VMS keeps disabling the ethernet port

I have installed VMS V8.3 on an RX2620 (I do not have -1h1 at this time). I can perform DECnet transactions all day long without issue. However, once a TCP/IP stack has been started and a small amount of traffic has been exchanged, VMS issues the error message:
"%EIA0,
Receive CRC validation failure, device now unusable", the link is shutdown and all network traffic stops. This happens on both ethernet ports and with multiple IP stacks. No CRC errors are logged in the LAN counters and the Ethernet connection works fine when plugged into any other device, including the ILO board. I have also verified that speed and duplex are being negotiated correctly. I'm hoping someone here can explain what is happening or, more importantly, knows a way to tell VMS to stop shutting down the port.
15 REPLIES 15
Ian Miller.
Honored Contributor

Re: VMS keeps disabling the ethernet port

What patches do you have?
____________________
Purely Personal Opinion
Hein van den Heuvel
Honored Contributor

Re: VMS keeps disabling the ethernet port

What's on the other side of the wire?
Can you see the speed/duplex selected?
Maybe the TCP/IP stacks use Jumbo-Frames and that fails?

Hein
Volker Halle
Honored Contributor

Re: VMS keeps disabling the ethernet port

Mark,

the most detailled information would be reported by LANCP SHOW DEV/INT EIA0

This error msg does not seem to have been publicly reported before, consider to ask HP what this msg is meant to indicate.
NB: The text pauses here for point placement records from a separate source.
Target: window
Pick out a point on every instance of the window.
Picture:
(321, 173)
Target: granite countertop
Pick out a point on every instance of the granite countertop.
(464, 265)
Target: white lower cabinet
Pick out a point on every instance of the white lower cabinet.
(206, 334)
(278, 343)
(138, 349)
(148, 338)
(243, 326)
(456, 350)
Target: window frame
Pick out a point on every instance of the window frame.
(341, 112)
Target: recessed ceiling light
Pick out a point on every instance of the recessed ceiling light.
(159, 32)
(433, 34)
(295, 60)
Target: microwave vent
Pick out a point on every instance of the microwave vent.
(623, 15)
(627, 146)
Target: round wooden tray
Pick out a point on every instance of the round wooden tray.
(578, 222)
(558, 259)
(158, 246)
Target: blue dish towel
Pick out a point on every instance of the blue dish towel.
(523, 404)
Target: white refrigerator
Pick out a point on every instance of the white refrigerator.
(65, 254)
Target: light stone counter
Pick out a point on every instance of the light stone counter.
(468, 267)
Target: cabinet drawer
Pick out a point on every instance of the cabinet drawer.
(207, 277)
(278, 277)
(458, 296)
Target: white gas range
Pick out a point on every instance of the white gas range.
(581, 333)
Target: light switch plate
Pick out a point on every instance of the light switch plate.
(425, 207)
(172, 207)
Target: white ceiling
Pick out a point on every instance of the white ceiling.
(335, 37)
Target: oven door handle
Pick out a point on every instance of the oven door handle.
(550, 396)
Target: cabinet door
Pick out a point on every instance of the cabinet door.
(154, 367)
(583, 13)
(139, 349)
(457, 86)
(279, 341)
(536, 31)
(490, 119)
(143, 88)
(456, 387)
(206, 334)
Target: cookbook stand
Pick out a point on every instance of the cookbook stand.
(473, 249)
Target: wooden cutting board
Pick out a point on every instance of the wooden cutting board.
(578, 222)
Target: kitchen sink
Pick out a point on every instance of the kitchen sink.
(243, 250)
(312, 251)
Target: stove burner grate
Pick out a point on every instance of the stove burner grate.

Did this interface work before on this RX2620 ?

Volker.
Mark Berryman
Occasional Advisor

Re: VMS keeps disabling the ethernet port

The system is up-to-date on all patches.

The connection is only running at 100mb and neither side has jumbo frames enabled. Both sides agree on speed and duplex.

I just obtained this system. The previous owner indicates he never ran an IP stack on it.

I will get a copy of the LANCP output and post it here.
Volker Halle
Honored Contributor

Re: VMS keeps disabling the ethernet port

Mark,

here is an answer from an authoritive resource:

'What it means is that the driver is doing a validation of the first 50000 packets for that interface and the calculated CRC is different from the actual CRC. These are packets that passed device validation so no CRC errors are recorded for the device. The CRC error most likely was introduced on each packet during DMA to host memory. The driver is detecting undetected data corruption and turning off the device.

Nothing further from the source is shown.